Abe had been encouraged to pursue law by his old Blackhawk War friend John T. Stuart, who had a small practice in Springfield. After studying entirely on his own (and only in his spare time), Abe obtained a law license in the fall of 1836. Shortly thereafter, Stuart asked him to partner up. On April 12th, 1837, the two men ran an advertisement in The Sangamon Journal announcing their new venture, located in Springfield at “Number Four Hoffman’s Row, Upstairs.” Three days later, Abe rode solemnly into Springfield on a borrowed horse, carrying everything he owned in a pair of saddlebags. He was twenty-eight years old, and he was penniless—“the whole of my money going toward my debts, and the requisite books of my new profession.” He tied up outside A. Y. Ellis & Co., a general store on the west side of the square, “and moseyed in with not so much as an acorn in my pocket.” The clerk was a slender man named Joshua Fry Speed, twenty-four years old, with jet-black hair and a “graceful” face that framed two “unnervingly” blue eyes.
I found him at once odd and bothersome. “Are you new to Springfield, sir? May I interest you in a hat, sir? What news from the county, sir? Must you routinely stoop to fit through doorways, sir?” Never had I been asked so many questions! Never had I been so unwillingly dragged into conversation! I would not have dreamt of treating my customers in such a way during my own tenure as a clerk. I could not go from one shelf to the next without him buzzing about like a horsefly asking questions, when all I cared to do was conclude my business and be on my way. To this end, I handed him a list of goods—including the chemicals I required for my hunts.
“You will forgive my saying so,” said Speed, “but these are strange requests indeed.”
“They are what I require. I shall be glad to furnish you with the names of the—”
“Strange indeed—sir, are you certain we have not met?”
“Sir, are you able you order them or not?”
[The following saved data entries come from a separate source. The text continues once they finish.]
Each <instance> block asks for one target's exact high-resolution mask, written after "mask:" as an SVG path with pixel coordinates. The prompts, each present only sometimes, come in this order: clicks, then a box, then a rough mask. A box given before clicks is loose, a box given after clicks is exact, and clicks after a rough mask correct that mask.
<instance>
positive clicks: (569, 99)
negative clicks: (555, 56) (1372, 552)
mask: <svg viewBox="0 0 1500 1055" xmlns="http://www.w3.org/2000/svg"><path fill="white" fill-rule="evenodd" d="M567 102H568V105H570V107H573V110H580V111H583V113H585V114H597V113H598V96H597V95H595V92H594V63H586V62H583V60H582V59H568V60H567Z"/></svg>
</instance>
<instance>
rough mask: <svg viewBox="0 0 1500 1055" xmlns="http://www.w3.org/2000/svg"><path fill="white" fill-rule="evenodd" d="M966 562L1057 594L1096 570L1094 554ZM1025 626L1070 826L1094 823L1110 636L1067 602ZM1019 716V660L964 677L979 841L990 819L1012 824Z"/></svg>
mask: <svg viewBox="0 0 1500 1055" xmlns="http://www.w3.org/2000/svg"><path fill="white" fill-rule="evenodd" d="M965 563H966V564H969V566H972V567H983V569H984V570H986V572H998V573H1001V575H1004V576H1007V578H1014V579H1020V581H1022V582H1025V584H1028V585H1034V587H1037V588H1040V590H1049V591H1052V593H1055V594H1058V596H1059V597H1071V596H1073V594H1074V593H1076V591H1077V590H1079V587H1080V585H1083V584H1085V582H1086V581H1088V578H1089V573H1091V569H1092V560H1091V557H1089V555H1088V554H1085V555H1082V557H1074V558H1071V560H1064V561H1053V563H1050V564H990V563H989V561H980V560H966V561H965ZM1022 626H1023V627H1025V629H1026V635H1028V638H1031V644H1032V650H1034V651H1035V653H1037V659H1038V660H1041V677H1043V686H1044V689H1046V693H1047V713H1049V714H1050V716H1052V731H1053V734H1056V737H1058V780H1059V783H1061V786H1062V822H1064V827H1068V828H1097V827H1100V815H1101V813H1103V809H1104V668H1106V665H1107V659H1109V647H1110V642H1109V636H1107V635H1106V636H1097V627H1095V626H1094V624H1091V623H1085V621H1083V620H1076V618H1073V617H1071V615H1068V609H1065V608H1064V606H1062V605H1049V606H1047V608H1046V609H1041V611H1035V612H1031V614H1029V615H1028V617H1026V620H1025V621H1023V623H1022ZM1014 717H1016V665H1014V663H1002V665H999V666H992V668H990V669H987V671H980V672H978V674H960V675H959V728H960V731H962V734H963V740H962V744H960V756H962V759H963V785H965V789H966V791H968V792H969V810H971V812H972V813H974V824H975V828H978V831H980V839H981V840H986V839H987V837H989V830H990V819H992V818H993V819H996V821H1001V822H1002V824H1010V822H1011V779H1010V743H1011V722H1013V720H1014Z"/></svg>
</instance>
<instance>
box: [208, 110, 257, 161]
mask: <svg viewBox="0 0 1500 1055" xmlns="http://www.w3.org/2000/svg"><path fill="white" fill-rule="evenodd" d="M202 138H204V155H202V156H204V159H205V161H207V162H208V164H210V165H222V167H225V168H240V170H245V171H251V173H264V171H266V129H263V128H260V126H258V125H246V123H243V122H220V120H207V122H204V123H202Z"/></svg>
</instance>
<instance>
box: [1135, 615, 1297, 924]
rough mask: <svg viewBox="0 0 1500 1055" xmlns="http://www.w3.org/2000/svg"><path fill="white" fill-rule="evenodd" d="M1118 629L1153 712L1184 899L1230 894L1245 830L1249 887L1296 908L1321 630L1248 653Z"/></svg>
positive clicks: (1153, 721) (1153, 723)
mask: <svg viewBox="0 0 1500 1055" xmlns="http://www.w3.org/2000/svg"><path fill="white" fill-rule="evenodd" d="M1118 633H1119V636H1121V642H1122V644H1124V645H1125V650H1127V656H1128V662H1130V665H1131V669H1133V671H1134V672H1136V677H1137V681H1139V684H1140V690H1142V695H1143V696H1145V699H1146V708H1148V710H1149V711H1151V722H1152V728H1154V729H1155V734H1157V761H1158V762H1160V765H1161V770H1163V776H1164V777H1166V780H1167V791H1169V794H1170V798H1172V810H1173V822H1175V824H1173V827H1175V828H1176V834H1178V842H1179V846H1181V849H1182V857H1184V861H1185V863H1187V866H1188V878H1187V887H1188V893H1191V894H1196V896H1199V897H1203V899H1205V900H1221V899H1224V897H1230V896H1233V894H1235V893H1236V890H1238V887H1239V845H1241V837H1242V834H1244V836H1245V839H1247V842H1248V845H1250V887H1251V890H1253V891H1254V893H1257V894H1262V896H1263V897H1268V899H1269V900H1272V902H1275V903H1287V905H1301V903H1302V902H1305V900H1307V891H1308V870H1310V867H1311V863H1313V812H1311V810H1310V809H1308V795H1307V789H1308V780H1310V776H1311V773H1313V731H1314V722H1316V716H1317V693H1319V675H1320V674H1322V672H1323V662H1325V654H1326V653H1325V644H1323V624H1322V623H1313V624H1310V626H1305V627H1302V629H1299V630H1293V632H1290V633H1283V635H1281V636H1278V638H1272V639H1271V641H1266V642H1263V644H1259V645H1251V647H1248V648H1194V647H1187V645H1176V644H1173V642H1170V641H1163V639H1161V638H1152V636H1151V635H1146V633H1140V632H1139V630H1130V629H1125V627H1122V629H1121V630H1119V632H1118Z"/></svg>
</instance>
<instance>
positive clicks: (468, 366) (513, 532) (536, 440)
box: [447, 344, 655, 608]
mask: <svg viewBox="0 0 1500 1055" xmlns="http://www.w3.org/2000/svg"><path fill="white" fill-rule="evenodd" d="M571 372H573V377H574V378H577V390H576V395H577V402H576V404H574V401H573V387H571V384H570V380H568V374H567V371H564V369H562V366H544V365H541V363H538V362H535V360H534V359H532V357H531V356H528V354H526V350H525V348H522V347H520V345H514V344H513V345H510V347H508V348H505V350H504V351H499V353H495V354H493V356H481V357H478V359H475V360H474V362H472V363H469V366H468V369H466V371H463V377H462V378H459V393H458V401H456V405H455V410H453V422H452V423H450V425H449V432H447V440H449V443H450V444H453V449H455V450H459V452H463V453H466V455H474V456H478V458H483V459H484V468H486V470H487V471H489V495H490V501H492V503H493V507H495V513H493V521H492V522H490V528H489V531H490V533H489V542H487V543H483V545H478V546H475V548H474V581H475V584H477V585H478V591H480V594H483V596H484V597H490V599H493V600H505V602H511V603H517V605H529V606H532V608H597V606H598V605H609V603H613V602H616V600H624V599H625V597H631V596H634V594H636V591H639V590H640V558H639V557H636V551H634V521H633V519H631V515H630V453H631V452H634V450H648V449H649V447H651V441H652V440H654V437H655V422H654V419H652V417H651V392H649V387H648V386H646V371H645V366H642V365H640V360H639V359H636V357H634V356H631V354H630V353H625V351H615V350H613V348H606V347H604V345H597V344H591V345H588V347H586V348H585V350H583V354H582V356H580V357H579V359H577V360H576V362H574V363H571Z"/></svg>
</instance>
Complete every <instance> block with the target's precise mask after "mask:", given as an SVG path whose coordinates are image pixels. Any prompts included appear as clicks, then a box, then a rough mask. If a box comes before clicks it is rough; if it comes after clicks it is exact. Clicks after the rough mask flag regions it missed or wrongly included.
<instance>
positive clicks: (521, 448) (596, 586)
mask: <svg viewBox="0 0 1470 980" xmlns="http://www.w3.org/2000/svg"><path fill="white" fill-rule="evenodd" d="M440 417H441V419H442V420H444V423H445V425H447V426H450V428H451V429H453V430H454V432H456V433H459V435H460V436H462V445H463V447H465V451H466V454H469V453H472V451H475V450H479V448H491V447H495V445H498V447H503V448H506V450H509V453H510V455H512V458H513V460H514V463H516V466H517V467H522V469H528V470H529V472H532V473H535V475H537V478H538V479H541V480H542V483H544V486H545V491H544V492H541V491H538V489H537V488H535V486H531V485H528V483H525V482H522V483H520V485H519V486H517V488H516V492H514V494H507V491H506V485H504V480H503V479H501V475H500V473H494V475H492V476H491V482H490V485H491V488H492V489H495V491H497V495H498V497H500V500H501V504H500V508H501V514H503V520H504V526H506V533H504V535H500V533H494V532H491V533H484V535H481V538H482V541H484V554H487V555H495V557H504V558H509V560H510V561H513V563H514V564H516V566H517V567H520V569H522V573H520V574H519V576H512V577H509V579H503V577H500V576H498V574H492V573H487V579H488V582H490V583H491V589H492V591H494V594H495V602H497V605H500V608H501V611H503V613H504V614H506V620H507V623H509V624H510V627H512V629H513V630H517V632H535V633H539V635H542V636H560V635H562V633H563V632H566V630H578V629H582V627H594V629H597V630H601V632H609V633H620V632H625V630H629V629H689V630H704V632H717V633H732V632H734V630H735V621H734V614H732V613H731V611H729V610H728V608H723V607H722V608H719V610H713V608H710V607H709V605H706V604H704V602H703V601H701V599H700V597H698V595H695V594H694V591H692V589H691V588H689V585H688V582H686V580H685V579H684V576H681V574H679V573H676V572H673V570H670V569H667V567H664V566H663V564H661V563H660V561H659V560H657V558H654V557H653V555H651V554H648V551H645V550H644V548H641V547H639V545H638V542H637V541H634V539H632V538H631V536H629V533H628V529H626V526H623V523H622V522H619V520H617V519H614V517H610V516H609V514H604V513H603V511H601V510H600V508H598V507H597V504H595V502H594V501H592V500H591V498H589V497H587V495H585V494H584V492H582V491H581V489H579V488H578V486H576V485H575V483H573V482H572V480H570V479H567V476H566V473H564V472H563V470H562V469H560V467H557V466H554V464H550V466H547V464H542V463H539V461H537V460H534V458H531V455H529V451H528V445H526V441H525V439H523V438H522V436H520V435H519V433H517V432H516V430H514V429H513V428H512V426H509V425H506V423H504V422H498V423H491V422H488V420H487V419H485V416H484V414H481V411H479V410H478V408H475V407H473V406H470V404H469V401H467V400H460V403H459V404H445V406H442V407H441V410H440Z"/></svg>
“Yes, I am sure of it! Yes… yes, I saw you give a speech July last at Salisbury! On the need for improving the Sangamon? Do you not remember, sir? Joshua Speed? A fellow Kentuckian?”
“I really must be on my—”
“A fine speech indeed! Of course, I believe you quite mistaken on the subject—every dollar spent on that miserable creek is a dollar wasted. But what a speech!”
He pledged to order the whole of my list at once, and (much to the relief of my weary ears) busied himself copying its contents. Before taking my leave, I inquired as to whether he knew of any rooms for rent—preferably cheap ones, as I had no money to pay at the moment.